En la ciudad de Ramallo la asociación civil Unidos por la Vida y el Medioambiente (UPVA) presentó una apelación ante la Cámara para que se suspendan las obras vinculadas a la empresa Sidersa en la zona del Arroyo Ramallo. La entidad cuestiona una resolución judicial de primera instancia y reclama la aplicación del principio precautorio ante posibles impactos ambientales.
Reclamo judicial por obras y extracción de tosca
El planteo de la organización apunta a las tareas que, según denuncian, se realizan en un sector cercano al barrio Sironi y a la ribera del Arroyo Ramallo, donde se llevan adelante movimientos de suelo de gran magnitud vinculados a la construcción de un complejo industrial.
De acuerdo con el recurso presentado, en el área se estarían generando cavas profundas y realizando movimientos de tierra relacionados con la extracción de tosca, actividades que podrían alterar el cauce natural del arroyo y modificar la configuración de la zona costera.
Desde UPVA sostienen que estas tareas se estarían desarrollando sin contar con las habilitaciones ambientales correspondientes exigidas por la legislación provincial, por lo que solicitaron que se ordene la suspensión de las obras hasta que se acrediten los permisos necesarios.
Cuestionamientos al fallo de primera instancia
En la presentación ante la Cámara, la organización también cuestiona la actuación del juez de primera instancia, a quien le atribuyen demoras en resolver el pedido de medida cautelar para frenar las actividades.
Según indicaron, la solicitud para suspender las obras lleva cerca de dos años sin una definición concreta dentro del expediente judicial.

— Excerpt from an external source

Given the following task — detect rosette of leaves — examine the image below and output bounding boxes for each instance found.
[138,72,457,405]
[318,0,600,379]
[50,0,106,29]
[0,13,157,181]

Desde la ONG señalaron además que el magistrado habría restado valor a la documentación presentada al considerar que parte del planteo se basaba en informaciones periodísticas. Sin embargo, aseguran que en el expediente también figuran informes del Concejo Deliberante de San Nicolás, actas de un allanamiento en una causa penal federal y testimonios policiales vinculados a las actividades denunciadas.
El antecedente ambiental y la aplicación del principio precautorio
Otro de los cuestionamientos centrales planteados por UPVA apunta a que el juzgado habría exigido una acreditación detallada del daño ambiental para avanzar con la medida cautelar.
La organización sostiene que ese criterio contradice el principio precautorio del derecho ambiental, que establece que ante la posibilidad de un daño grave o irreversible no es necesario contar con certeza científica absoluta para adoptar medidas de protección.
El conflicto tiene antecedentes previos en el mismo predio. En 2021 se investigó el depósito de cenizas industriales con presencia de metales pesados, entre ellos cadmio y plomo.
A fines de 2023 comenzaron nuevas presentaciones judiciales vinculadas a la actual controversia, luego de una denuncia penal formulada ante la Fiscalía Federal de San Nicolás por presunta infracción a la Ley de Residuos Peligrosos. En el marco de esa investigación se realizaron actuaciones de campo y testimonios que, según consta en el expediente, confirmaron el movimiento de camiones cargados con tosca desde las cavas hacia el predio de la acería.
Ante la falta de resolución sobre la cautelar y tras reiterados pedidos, UPVA decidió presentar una expresión de agravios ante la Cámara de Apelaciones, donde solicita que se revoque la decisión de primera instancia y se ordene el cese inmediato de las obras y de la extracción de tosca hasta que se presenten las certificaciones ambientales correspondientes.